Should We Tax Facebook and Google So They Change Their Business Models?

 

Paul Romer.

Is Big Tech today as dangerous as Big Money a decade ago? Economist and Nobel laureate Paul Romer seems to think there are disturbing similarities. In a New York Times op-ed, Romer advocates taxing revenue from the sales of targeted digital ads to check the size and power of “dominate digital platforms,” specifically Facebook and Google. “Our digital platforms may not be too big to fail,” he writes. “But they are too big to trust.” Romer’s policy goal is to nudge these companies away from the original sin of advertising-driven business models, and Romer sees a Pigovian tax as a more efficient way to reduce their size and influence than antitrust or regulation. He doesn’t like targeted ads, nor the financial power they generate.

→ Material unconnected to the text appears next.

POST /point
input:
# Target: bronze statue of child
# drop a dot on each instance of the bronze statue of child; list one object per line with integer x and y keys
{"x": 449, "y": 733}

Romer’s approach toward Big Tech might sound familiar to anyone who followed the post-Financial Crisis debate about Wall Street and “too big to fail.” Among the policy options for taming the megabanks and de-risking their business models were regulation, antitrust, or higher capital requirements. That last one, advocates argued, was the most efficient and market-friendly way of making failure less likely, potentially serving as a de facto tax on bigness, or even spurring a self-initiated breakup.

Similarly, Romer thinks his tax would spur a shift from ad-driven business models to one based on subscriptions — otherwise, firms would face ever higher taxes. The progressive nature of the ad revenue tax “would have the added benefit of creating a corporate version of a marriage penalty. When two companies combine, their total tax bill would go up,” according to Romer. Or a large company “might reduce its tax bill by breaking itself into several smaller companies.” With this tax in place, Big Tech would also be less likely to scoop up potential competitors. Congress could even create a Dodd-Frank for tech, Romer adds, defining  “systemically important social media platforms that would be required to meet stringent transparency standards.”

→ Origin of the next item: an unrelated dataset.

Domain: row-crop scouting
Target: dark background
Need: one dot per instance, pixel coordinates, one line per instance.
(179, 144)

Romer won that Nobel for his work on technological progress and economic growth. And when someone whose scholarship helps explain the power and impact of Silicon Valley calls Big Tech a “threat to our social and political way of life,” it’s worth taking seriously. But Big Tech is different than Big Money. The harms from the Financial Crisis were real, measurable, and massive. And recall Paul Volcker’s 2009 quip that while bank risk-taking almost caused a depression, their only useful innovation over the previous 20 years was the ATM.

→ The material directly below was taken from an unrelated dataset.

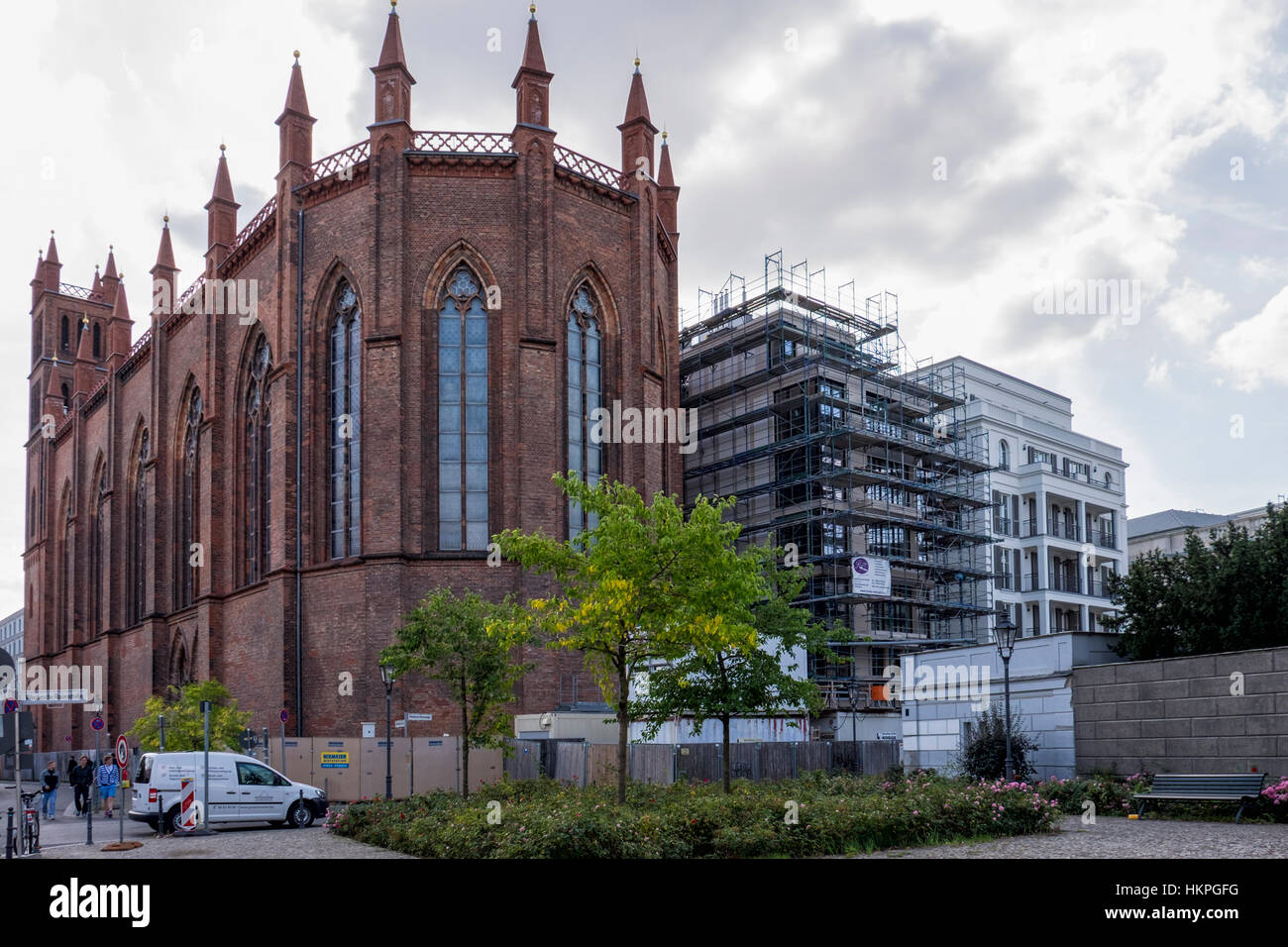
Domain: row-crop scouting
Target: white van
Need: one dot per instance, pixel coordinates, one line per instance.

Less obvious are the supposed harms from Big Tech — at least ones amenable by tax law — as firms continue to create jobs, boost consumer welfare, and spend billions on innovation. All that thanks to the ad-driven business model, the fabulously successful grand bargain of user data in exchange for free services. And what a bargain — at least according to studies which find users say they would need to be paid hundreds or thousands of dollars to abandon search and social media offerings that are currently free.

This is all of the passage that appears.